The social control of organizations in which the top management is complicit in harm doing actions can take three general forms: voluntary change in the corporate structure to eliminate inappropriate pressures, government monitoring to detect wrongdoing, followed by fines, criminal prosecutions, or interventions to force changes in corporate structure, or consumer boycott actions. Many scholars (e.g., Clinard and Yeager, 1980: 229–325) who have examined the actual workings of these social controls on corporate behavior do not find them altogether effective, although some think that they could be strengthened and made effective.
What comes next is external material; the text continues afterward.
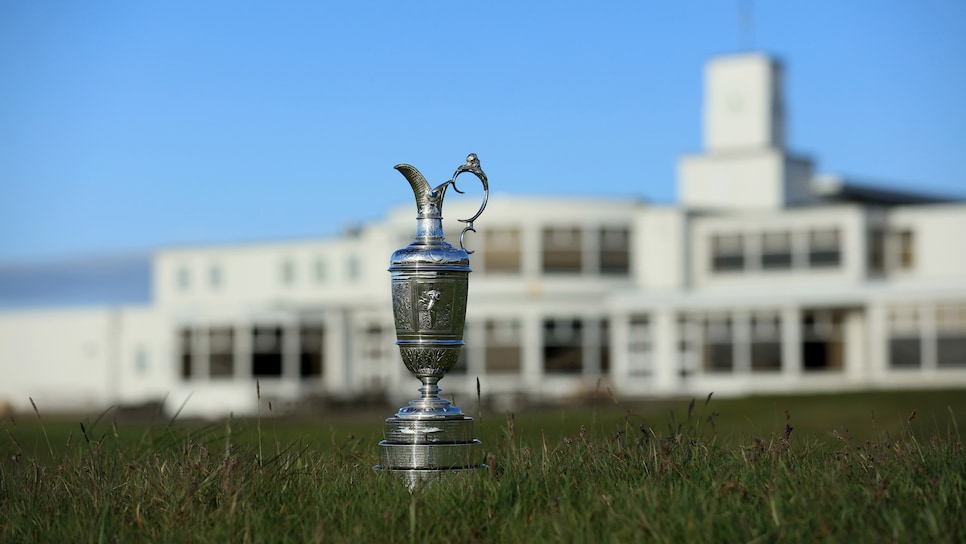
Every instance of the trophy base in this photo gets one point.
(424, 450)
(416, 478)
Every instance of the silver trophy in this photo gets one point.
(431, 437)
Organizations that get entrapped in wrongdoing. In other cases, the wrongdoing in a corporation is not condoned by the management; instead, it begins at some lower level within the organization. These cases deserve considerable analytic interest because, unlike the cases in which the top of the organization intends unethical actions, it seems that corporate practices could be effective in detecting and stopping these actions. While no definitive surveys identify frequencies, it is clear that in a number of cases in which unethical actions begin in some unit of a corporation, those practices capture the acquiescence of those higher in the hierarchy, and moves are made to cover up the practices. A number of factors bring this about: loyalties to subordinates, superiors’ feelings of negligence and mis management for not detecting the practices earlier, corporate commitments to the quality of the product now discovered flawed or to the industrial practice now discovered dangerous, and/or costs incurred to date that would be wasted if the wrong were to be corrected; per haps most importantly, the humiliation of being a part, although an unwitting part, of an unethical action. For these reasons, corporations sometimes attempt to cover up the unethical actions. In doing so, they often encourage behaviors that are as unethical as the actions that they cover up, and as a second consequence, continue the initial unethical actions, such as when defective and dangerous products have been marketed by corporations long past the point when they discovered that they were dangerous.
How this can be avoided is a question that calls for a good deal of attention. Corporate codes of ethics are helpful if the corporation has a history of taking them seriously. Protected mechanisms for reporting violations to corporate authorities that will take them seriously also have been recommended; outside directors may be used in this fashion. Other mechanisms for supporting those within the organization who ‘‘blow the whistle’’ are important because traditionally whistleblowing is frequently a punished activity.
Bibliography
Clinard, M. and Yeager, P. (1980). Corporate Crime. New York: Free Press.
Schlegel, K. and Weisburd, D. (eds.) (1992). White Collar Crime Reconsidered. Boston, MA: Northeastern University Press.